With me it was the other way 'round. I discovered the Thoth, waded through Duquette's book about it and decided that to do it justice I needed an at least passing familiarity with the Tree of Life. So I took a few months off the deck to study some books about Qabalah and then went back to the Thoth proper.

I found that drawing the Tree and putting it on the wall really helped and I still just look at it at times and muse over the different connections it makes.
 

smw

studying the Tree of life is an essential part of exploring the Thoth for me too. In some ways for me it is a little like coming full circle and picking up threads I dropped when I was younger. I remember being really excited on coming across the Tree thinking it was the golden key to everything. I made my way up to a book shop in central London (no internet then) I think it was Atlantis. In my memory, which may be playing tricks on me, there was a really tall, topless man with a white turban behind the counter, not serving, just standing there silently. In my youthful very overactive imagination, I thought I felt slightly nauseous outside and worried that maybe I was a bad person and that his presence had pulled out inner yucky stuff.
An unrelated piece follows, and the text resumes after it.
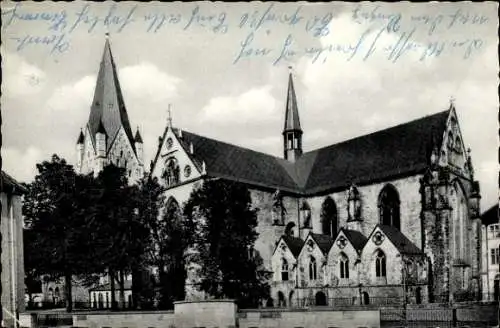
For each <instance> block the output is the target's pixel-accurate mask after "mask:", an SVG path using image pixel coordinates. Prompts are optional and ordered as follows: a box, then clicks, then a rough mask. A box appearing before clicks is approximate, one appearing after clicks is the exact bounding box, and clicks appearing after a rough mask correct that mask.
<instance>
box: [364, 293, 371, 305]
mask: <svg viewBox="0 0 500 328" xmlns="http://www.w3.org/2000/svg"><path fill="white" fill-rule="evenodd" d="M368 304H370V295H368V293H367V292H363V305H368Z"/></svg>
Not that I had a clue what that might have been though...

I think I came away with Israel Regardie's Tree of life which at the time I didn't understand a word of, so dense, and it sat getting dusty on my bookshelves for the next couple of decades or so. I still haven't really read it properly so I might have to get down to that.

eta.. I had previously bought Regardie's Foundations of Practical Magic, which I think is what introduced me to the Tree. I really liked his connection to healing and I must have been learning the Tree as I am looking at some scribbles now on the Sephiroth. I noticed I underlined " In all things, great and small, I see the beauty of the Divine expression" which apparently is from Paul F. Case's 'Pattern on the Trestleboard' on the Truth about the Self. (Reproduced with permission in his book).
 

Barleywine

If I recall, Dion Fortune, William Gray and Paul Foster Case softened me up for Regardie, which I believe I was reading at the time I discovered the Book of Thoth. I'm pretty sure it was Regardie who suggested that the Tree of Life is a bottomless filing cabinet capable of holding every conceivable idea in the universe. That has stuck with me ever since, although I've come to a much more organic appreciation of it through Crowley and others.